For the pig respiratory tract pathogens, Actinobacillus pleuropneumoniae and Pasteurella multocida, Minimum Inhibitory Concentration (MIC) of Marbofloxacin was determined in recommended broths and pig serum at three inoculum strengths. MICs in both growth matrices increased progressively from low, through medium to high starting inoculum counts, 10(4), 10(6) and 10(8)CFU/mL, respectively. P. multocida MIC ratios for high:low inocula were 14:4:1 for broth and 28.2:1 for serum. Corresponding MIC ratios for A. pleuropneumoniae were lower, 4.1:1 (broth) and 9.2:1 (serum). MIC high:low ratios were therefore both growth matrix and bacterial species dependent. The effect of alterations to the chemical composition of broths and serum on MIC were also investigated. Neither adjusting broth or serum pH in six increments over the range 7.0 to 8.0 nor increasing calcium and magnesium concentrations of broth in seven incremental steps significantly affected MICs for either organism. In time-kill studies, the killing action of Marbofloxacin had the characteristics of concentration dependency against both organisms in both growth matrices. It is concluded that MIC and time-kill data for Marbofloxacin, generated in serum, might be preferable to broth data, for predicting dosages of Marbofloxacin for clinical use.
Potency of marbofloxacin for pig pneumonia pathogens Actinobacillus pleuropneumoniae and Pasteurella multocida: Comparison of growth media.[Pubmed:27940285]
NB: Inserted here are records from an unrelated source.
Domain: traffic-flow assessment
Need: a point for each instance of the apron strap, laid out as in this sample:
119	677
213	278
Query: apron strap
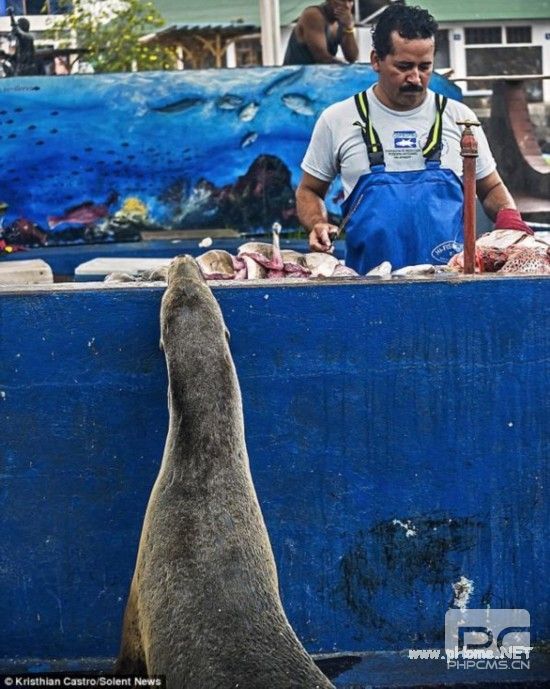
432	148
370	136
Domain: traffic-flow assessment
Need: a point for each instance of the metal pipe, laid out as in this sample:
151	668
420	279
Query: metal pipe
468	151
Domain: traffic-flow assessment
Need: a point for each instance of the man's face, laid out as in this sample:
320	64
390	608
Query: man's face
337	7
404	73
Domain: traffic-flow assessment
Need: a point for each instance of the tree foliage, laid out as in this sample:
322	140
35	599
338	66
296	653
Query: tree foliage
110	31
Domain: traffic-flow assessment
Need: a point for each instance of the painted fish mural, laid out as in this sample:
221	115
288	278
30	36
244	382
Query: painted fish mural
194	149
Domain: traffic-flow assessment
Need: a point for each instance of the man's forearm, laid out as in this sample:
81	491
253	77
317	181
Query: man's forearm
497	197
311	208
349	45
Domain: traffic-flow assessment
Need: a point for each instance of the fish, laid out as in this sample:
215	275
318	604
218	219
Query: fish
508	252
301	105
217	264
382	271
284	81
254	271
248	113
414	271
342	271
229	102
178	106
86	213
249	139
320	264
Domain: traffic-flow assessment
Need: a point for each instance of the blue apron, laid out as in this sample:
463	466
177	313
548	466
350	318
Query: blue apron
405	218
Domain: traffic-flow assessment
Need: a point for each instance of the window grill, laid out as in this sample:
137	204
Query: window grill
518	34
477	35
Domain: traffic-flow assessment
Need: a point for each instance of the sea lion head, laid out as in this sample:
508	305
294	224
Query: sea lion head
195	340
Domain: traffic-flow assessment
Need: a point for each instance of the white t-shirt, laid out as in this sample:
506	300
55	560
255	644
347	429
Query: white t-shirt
337	145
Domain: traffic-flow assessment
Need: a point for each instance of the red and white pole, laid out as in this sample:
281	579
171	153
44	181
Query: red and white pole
468	151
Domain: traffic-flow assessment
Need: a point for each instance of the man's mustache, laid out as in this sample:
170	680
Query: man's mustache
411	88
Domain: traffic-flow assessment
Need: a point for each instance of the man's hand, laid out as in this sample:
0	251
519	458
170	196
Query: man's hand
322	236
344	15
510	219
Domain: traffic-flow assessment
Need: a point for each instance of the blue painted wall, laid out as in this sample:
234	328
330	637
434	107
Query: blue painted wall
368	407
181	149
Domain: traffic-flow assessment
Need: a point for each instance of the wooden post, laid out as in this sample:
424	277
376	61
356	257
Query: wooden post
271	32
468	151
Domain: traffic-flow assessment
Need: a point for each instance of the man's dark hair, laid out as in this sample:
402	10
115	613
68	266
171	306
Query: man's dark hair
409	22
24	24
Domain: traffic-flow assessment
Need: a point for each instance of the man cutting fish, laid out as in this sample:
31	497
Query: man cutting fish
397	149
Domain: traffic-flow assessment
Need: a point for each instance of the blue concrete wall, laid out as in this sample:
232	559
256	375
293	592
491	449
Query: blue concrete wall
369	408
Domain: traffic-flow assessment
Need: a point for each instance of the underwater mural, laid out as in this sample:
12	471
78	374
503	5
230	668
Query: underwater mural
93	158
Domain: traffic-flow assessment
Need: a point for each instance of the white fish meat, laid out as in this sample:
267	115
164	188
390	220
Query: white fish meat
382	271
414	271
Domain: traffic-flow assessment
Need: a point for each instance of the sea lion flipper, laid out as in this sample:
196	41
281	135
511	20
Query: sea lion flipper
131	658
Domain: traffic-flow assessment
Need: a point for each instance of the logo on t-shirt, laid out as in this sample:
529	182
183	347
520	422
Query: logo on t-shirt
405	139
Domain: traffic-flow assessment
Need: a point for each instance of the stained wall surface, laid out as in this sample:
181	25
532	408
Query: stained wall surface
397	434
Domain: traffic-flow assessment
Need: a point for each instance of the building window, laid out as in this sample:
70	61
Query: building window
518	34
502	61
34	7
248	52
442	59
485	35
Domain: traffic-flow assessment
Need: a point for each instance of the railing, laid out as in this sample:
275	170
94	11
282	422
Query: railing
32	7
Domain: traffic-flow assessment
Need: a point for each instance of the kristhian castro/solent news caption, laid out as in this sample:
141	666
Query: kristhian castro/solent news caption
76	679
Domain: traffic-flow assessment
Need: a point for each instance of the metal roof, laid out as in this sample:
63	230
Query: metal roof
486	10
218	13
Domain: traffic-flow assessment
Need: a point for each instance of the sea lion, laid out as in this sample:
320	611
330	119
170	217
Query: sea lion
204	606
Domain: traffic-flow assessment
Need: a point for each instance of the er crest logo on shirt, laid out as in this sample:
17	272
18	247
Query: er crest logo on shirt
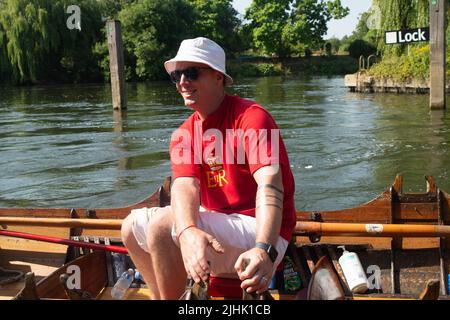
216	175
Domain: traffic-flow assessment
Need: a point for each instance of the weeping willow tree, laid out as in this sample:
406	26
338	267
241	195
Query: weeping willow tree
36	45
400	14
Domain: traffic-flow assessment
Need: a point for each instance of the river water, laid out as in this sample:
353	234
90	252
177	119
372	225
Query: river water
62	146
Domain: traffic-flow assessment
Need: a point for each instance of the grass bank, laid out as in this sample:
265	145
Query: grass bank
414	66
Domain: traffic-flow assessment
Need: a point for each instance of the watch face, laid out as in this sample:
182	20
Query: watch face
273	254
271	251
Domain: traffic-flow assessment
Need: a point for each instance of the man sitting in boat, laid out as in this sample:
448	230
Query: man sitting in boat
232	200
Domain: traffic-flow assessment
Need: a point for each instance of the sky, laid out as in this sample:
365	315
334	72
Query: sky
336	28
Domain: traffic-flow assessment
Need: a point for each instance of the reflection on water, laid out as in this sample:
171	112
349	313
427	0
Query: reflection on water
63	146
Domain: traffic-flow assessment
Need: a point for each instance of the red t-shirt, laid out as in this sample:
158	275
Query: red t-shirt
224	151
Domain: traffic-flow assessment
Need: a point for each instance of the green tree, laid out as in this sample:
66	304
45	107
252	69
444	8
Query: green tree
217	20
400	14
151	35
279	27
37	45
268	20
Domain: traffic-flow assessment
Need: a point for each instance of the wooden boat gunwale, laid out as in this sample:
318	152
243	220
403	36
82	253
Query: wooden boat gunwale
391	207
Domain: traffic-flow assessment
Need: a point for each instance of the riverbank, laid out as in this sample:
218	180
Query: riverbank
246	67
408	73
251	67
364	82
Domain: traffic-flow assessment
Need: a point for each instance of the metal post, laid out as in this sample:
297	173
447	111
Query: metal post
116	64
437	53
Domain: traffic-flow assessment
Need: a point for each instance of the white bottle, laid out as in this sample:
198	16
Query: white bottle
122	284
353	271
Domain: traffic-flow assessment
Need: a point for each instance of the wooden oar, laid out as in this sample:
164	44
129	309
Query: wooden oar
74	243
107	224
305	228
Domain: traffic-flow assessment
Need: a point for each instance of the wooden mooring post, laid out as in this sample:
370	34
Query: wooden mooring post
116	64
437	53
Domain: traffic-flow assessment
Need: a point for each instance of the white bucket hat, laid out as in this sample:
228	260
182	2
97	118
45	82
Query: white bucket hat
202	50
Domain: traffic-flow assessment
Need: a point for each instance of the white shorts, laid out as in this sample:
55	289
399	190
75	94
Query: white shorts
235	232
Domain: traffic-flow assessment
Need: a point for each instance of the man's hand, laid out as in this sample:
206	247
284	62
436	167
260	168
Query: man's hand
255	270
194	243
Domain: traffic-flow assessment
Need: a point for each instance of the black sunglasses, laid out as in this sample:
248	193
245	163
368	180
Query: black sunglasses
190	73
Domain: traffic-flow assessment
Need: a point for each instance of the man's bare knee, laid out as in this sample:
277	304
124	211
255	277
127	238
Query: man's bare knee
126	230
160	231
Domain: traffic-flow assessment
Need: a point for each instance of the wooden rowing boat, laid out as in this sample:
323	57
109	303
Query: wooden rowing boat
399	265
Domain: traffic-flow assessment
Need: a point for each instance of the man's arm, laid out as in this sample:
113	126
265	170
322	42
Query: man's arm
257	270
185	202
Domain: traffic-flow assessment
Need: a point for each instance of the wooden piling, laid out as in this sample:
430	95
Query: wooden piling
116	64
437	53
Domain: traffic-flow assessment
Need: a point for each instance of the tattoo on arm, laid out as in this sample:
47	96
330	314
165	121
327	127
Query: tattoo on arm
271	186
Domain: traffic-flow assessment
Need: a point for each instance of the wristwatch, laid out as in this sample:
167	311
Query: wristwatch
271	251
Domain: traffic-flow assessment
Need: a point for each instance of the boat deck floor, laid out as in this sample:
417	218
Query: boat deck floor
42	264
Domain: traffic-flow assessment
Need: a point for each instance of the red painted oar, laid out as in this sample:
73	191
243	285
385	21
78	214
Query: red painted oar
67	242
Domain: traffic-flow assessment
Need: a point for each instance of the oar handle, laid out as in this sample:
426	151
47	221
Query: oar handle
68	242
370	229
108	224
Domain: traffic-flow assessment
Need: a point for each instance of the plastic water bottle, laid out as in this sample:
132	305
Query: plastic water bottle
291	277
122	285
353	271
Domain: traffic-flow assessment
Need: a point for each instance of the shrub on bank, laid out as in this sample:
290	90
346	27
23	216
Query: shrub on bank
413	65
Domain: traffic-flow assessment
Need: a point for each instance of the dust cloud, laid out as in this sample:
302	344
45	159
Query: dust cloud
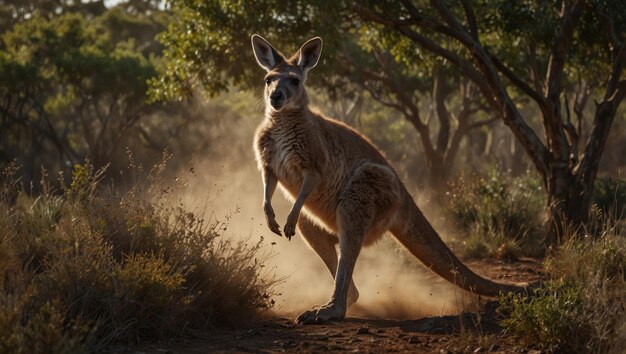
392	284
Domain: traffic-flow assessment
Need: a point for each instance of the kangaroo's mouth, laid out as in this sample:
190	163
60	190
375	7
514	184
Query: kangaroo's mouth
277	104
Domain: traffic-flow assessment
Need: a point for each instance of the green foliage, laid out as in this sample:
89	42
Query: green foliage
500	215
609	196
581	308
209	43
91	266
73	86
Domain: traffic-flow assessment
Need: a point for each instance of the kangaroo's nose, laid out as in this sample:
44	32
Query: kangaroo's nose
276	95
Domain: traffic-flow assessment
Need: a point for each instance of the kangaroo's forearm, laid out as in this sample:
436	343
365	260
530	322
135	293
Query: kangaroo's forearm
309	182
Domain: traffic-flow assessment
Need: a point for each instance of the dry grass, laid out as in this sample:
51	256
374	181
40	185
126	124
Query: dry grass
86	266
582	308
499	215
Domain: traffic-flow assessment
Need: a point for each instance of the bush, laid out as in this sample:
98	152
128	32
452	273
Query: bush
499	215
89	266
609	195
581	309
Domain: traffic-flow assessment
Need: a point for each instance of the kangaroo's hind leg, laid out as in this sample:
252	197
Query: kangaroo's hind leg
367	204
323	243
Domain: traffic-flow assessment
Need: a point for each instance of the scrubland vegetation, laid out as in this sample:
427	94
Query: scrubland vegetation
94	252
89	265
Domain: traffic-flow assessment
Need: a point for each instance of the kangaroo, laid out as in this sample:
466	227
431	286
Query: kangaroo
344	191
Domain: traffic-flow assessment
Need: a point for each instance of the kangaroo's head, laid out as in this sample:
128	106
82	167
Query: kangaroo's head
284	82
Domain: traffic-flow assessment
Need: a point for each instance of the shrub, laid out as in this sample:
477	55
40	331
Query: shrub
499	215
88	266
581	309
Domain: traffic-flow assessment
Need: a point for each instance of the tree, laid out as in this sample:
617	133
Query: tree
209	45
70	89
561	37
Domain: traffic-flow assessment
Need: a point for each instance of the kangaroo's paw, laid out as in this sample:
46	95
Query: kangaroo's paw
321	314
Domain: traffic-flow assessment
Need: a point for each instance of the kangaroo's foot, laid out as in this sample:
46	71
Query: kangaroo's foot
319	314
353	295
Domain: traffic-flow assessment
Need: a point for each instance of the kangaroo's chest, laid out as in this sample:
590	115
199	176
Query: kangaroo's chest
286	151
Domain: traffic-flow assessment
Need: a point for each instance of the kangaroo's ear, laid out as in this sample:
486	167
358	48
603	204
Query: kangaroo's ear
309	53
265	54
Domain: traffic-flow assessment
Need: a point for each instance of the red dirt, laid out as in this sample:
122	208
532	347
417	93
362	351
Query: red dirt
464	333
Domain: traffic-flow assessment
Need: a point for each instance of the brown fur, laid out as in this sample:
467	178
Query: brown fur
349	192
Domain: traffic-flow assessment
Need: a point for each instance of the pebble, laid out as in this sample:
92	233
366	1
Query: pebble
363	330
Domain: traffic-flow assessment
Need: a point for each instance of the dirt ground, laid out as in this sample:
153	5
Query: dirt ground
471	332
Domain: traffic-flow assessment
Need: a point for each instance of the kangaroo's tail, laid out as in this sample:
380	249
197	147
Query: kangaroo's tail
418	236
Res Vet Sci. 2017 Apr;111:43-48.
Pharmacodynamic properties of Marbofloxacin were established for six isolates each of the pig respiratory tract pathogens, Actinobacillus pleuropneumoniae and Pasteurella multocida. Three in vitro indices of potency were determined; Minimum Inhibitory Concentration (MIC), Minimum Bactericidal Concentration (MBC) and Mutant Prevention Concentration (MPC). For MIC determination Clinical Laboratory Standards Institute guidelines were modified in three respects: (1) comparison was made between two growth media, an artificial broth and pig serum; (2) a high inoculum count was used to simulate heavy clinical bacteriological loads; and (3) five overlapping sets of two-fold dilutions were used to improve accuracy of determinations. Similar methods were used for MBC and MPC estimations. MIC and MPC serum:broth ratios for A. pleuropneumoniae were 0.79:1 and 0.99:1, respectively, and corresponding values for P. multocida were 1.12:1 and 1.32:1. Serum protein binding of Marbofloxacin was 49%, so that fraction unbound (fu) serum MIC values were significantly lower than those predicted by correction for protein binding; fu serum:broth MIC ratios were 0.40:1 (A. pleuropneumoniae) and 0.50:1 (P. multocida). For broth, MPC:MIC ratios were 13.7:1 (A. pleuropneumoniae) and 14.2:1 (P. multocida). Corresponding ratios for serum were similar, 17.2:1 and 18.8:1, respectively. It is suggested that, for dose prediction purposes, serum data might be preferable to potency indices measured in broths.